I think what you’ve done is reasonable.
Below is how I would write your example, plus a SecondOrderCone version as you suggested:
using JuMP
import Ipopt
import LinearAlgebra
import SCS
n = 5
K = 100
## Generate data:
X = rand(n, K)
A = rand(5,5)
Q = LinearAlgebra.Symmetric(rand(5,5))
## Nonlinear version:
solver = Ipopt
model = Model(solver.Optimizer)
@variable(model, P[1:n, 1:n], Symmetric)
@objective(model, Min, sum((P*A*X - Q*X).^2));
optimize!(model)
solution_summary(model)
z_nl = objective_value(model)
P_nl = value.(P)
## SoC version:
solver = SCS
model = Model(solver.Optimizer)
@variable(model, P[1:n, 1:n], Symmetric)
@variable(model, t)
@constraint(model, [t; vec(P*A*X - Q*X)] in SecondOrderCone());
@objective(model, Min, t)
optimize!(model)
solution_summary(model)
z_soc = objective_value(model)^2
P_soc = value.(P)
## Compare
isapprox(z_soc, z_nl, rtol=1e-3)
LinearAlgebra.norm(P_soc - P_nl) <= 1e-3
While you’ve probably just given a simplified problem, this type of problem has an “exact” solution using the Moore–Penrose inverse:
(see Ben-Israel, A., & Greville, T. N. (2003).

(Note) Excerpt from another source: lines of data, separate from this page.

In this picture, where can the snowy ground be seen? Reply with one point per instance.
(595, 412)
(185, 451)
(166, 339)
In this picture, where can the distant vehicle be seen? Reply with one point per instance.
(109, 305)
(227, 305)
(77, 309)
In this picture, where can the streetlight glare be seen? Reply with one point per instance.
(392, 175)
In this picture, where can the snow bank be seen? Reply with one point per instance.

Generalized inverses: theory and applications (Vol. 15). Springer)
Also the Ref 636
## "Exact" version
P_pi = Q*X*LinearAlgebra.pinv(A*X)
z_pi = LinearAlgebra.norm(P_pi*A*X - Q*X, 2)
# Compare to:
LinearAlgebra.norm(P_soc*A*X - Q*X, 2)
LinearAlgebra.norm(P_nl *A*X - Q*X, 2)
Hopefully you observe how much smaller the residual is in the exact pseudoinverse version.